Definition from the 10x website: "Sequencing saturation is a measure of the fraction of library complexity that was sequenced in a given experiment. The inverse of the sequencing saturation can be interpreted as the number of additional reads it would take to detect a new transcript.

Sequencing saturation is dependent on the library complexity and sequencing depth."

Note that in the definitions above, library means the collection of cell-libraries in one 10x channel. The formula for calculating saturation is:

Saturation = 1 - (n_deduped_reads / n_reads)

• n_deduped_reads: Number of unique (valid cell-barcode, valid UMI, gene) combinations among confidently mapped reads.

• n_reads: Total number of confidently mapped, valid cell-barcode, valid UMI reads.

From the above, one can calculate the ratio of unique reads and all reads for a sample (channel):

S = 1 - (n_deduped_reads / n_reads)

n_deduped_reads / n_reads = 1 - S

where S is saturation.

Mean.Reads.per.Cell = Number.of.Reads / Estimated.Number.of.Cells

This is the total number of sequenced reads divided by the number of barcodes associated with cell-containing partitions. The numerator is the total input reads that come from the fastq without any filtering. The denominator is the number of estimated cells. Therefore it also includes reads that weren't coming from our cells.

• Number.of.Reads: Total number of single-end reads that were assigned to this channel in demultiplexing.

We can plot the above variables for an indirect estimation of required number of sequencing reads, using plotData():

x <- "Mean.Reads.per.Cell"
y <- "Sequencing.Saturation"
plotData(web_summaries, x, y, line = "spline")

2. The required minimum number of reads for each cell (library) is approximately 150k.

What should be the average number of reads / library so that most cells are above the minimum requirement?

Ideally one should plot number of reads for each cell to get an estimate for dispersion. Unfortunately these statistics are not provided, and must be calculated from fastq files. Instead, we estimate from SS2 data range (as seen above), and from nUMI spread:

(Supporting this approach, Figure 1B in Hughes et al. (2019) shows a linear relationship between UMI/cell and Read/cell, with a slope of 1/5.)
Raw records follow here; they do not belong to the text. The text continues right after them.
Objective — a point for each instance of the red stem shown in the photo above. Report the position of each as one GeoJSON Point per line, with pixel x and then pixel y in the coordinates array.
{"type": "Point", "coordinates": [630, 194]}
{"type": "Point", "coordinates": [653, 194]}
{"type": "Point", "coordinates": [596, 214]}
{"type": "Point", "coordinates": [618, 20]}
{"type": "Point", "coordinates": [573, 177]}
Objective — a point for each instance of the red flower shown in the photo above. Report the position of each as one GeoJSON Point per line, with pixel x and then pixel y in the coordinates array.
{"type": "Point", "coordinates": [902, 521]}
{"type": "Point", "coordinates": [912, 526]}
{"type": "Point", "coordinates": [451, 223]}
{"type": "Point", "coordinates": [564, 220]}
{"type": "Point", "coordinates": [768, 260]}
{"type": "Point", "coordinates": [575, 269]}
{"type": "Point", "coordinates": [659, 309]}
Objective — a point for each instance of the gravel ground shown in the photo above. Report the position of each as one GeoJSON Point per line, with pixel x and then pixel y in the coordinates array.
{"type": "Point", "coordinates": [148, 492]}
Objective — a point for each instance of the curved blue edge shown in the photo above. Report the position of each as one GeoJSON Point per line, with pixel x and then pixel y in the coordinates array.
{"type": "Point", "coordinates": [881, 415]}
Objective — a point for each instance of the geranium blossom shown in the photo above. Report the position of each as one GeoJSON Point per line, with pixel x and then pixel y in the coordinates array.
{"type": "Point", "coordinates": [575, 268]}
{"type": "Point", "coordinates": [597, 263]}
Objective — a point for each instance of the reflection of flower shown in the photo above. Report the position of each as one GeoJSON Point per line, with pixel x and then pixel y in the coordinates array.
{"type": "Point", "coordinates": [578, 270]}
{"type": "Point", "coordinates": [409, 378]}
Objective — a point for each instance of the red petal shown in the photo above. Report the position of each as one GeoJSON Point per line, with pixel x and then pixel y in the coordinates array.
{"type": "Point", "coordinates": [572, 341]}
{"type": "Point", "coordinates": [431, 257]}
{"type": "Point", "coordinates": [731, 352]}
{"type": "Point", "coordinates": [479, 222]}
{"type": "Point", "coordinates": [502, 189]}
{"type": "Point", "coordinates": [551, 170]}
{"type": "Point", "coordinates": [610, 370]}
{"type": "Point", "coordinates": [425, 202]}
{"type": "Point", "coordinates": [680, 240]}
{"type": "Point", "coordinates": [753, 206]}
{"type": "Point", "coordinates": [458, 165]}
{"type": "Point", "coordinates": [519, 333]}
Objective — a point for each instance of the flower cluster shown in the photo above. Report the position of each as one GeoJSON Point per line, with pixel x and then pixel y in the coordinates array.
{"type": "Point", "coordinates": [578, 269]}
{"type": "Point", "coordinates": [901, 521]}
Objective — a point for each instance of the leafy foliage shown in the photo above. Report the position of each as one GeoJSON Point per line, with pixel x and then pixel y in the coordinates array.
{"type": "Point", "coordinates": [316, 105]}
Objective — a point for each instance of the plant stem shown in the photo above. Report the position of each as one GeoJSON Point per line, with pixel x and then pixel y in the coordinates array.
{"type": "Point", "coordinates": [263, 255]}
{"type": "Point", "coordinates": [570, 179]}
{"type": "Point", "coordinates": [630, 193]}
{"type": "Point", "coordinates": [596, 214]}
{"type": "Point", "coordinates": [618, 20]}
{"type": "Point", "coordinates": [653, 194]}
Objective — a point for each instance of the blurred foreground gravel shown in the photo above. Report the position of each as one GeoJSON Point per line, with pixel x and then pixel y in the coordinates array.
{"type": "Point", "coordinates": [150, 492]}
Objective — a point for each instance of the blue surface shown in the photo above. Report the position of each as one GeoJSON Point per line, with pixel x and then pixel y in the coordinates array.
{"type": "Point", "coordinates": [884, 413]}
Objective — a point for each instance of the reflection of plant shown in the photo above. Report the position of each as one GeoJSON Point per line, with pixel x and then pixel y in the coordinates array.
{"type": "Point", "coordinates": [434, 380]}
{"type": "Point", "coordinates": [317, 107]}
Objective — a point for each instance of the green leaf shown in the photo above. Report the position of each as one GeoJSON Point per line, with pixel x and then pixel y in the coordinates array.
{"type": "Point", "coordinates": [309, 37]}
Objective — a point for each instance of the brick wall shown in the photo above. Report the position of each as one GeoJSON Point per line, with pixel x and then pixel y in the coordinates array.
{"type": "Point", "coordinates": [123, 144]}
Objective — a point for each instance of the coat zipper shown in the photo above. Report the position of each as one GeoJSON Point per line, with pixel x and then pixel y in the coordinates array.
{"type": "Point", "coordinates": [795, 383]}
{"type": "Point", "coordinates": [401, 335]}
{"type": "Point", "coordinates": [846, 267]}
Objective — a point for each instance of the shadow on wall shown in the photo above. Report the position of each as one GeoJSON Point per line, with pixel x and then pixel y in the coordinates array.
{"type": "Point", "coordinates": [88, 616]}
3. We see that most libraries fall within ±50% of the mean, or ±75k reads.

Similarly, we see a ~1/5 ratio for (UMI/cell) / (Gene/cell):

C * R * (M + D)

where C is the estimated number of cells loaded (7000 cell),

R is the cell recovery ratio (0.5),

M is the minimum number of reads/cell (150*10^3 read/cell),

D is compensating for distribution (75*10^3 read/cell).

However, aiming 50% above the required minimum may be too wasteful, depending on application.

We repeat the above analysis with data downloaded from the 10xQC website.

data10xqc <- read.delim("10xqc.tsv")
data10xqc <- data10xqc[data10xqc$Species == "Homo sapiens", ] # use only human
data10xqc$recovery.ratio <- as.numeric(
  data10xqc$Estimated.Number.of.Cells / data10xqc$Estimated.number.of.cells.loaded)
mean(data10xqc$recovery.ratio)
# [1] 0.4944557
range(data10xqc$recovery.ratio)
# [1] 0.03576471 3.68600000

boxplot(data10xqc$recovery.ratio)
stripchart(data10xqc$recovery.ratio, vertical = TRUE, add = TRUE, 
  method = "jitter", col = "red", pch = 20)

While the variability was large, the average ratio was 0.494, which confirms our above results.

1. Cell recovery ratio is about 1:2 or 50%.

By method:

plot(data10xqc$Cell.counting.technology, data10xqc$recovery.ratio, las = 2)
points(recovery.ratio ~ jitter(as.numeric(Cell.counting.technology)),
  data10xqc, col = "red")

plotData(data10xqc, x, y, xlim = c(0, 600*10^3))
abline(a = 80, b = 0, col = "grey50")
abline(b = 1, v = 150*10^3, col = "grey50")

2. We conclude again that most samples with at least 150k mean read/cell are above 80-90% saturation. (Note: a few outliers are not seen on plot.)